The courts are beginning to be faced with a most serious consideration of public policy in a balancing of the individual’s interest and the general public's interest. The problem is so complex as to defy broad generalization of legal principles.
I would not here attempt to answer the numerous legal and public policy questions which this court and other courts must face in balancing public and private interests. I simply warn that the possible future consequences of the underlying unexpressed philosophy of the majority may place the cost of all public improvements for public benefit at such a premium that they will be totally unfeasible. I suggest that severance damages should be (as they have been heretofore) the consequences of diminution in value by reason of a partial taking and not by reason of the use made by the public body of other land than that involved in the partial taking. These latter damages, if compensable, should not exceed the liability of private persons for maintenance of public nuisances. In the concern with ecology, preservation of nature, conservation, and aesthetics, more time, energy, and money should be expended in determining where and how our improvements are to be built than in compensating — granting reparation to — individual landowners in the aftermath of expropriation for damages which are suffered almost universally, varying in degree and not in kind.

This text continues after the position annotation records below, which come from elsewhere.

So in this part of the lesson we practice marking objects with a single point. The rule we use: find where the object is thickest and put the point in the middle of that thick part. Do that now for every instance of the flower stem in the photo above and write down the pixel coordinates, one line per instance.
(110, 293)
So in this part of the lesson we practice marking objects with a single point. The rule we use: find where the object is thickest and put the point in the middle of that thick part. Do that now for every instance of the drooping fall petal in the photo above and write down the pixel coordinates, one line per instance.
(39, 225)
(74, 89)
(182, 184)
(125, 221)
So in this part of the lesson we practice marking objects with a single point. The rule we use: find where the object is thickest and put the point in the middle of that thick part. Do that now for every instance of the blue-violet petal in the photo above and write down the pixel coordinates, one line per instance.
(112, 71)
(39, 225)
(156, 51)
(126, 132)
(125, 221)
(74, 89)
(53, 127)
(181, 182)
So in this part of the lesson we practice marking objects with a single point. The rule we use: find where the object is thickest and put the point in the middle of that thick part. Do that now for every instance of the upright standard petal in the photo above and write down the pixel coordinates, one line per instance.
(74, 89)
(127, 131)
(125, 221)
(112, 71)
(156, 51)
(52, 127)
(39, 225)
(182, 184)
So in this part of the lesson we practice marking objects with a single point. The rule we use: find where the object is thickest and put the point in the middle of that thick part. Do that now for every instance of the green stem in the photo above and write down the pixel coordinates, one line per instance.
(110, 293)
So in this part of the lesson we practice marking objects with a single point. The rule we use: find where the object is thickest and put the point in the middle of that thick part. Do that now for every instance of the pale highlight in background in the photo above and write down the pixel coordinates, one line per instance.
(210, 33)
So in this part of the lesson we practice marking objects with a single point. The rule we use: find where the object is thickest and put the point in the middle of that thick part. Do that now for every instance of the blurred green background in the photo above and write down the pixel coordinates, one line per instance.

Levin, Environmental Quality and Public Land Acquisition, 1971 Institute on Planning, Zoning, and Eminent Domain, p. 1SS. We cannot as courts must, in a piecemeal, case-by-case approach do justice to the broad, complex public policy problem. It recommends it*359self to a concentrated, overall appraisal by the Legislature. Until there is some legislative reevaluation of the problems presented, our courts should carefully, cautiously, and as prudently as possible meet the issues without sweeping aside years of precedent.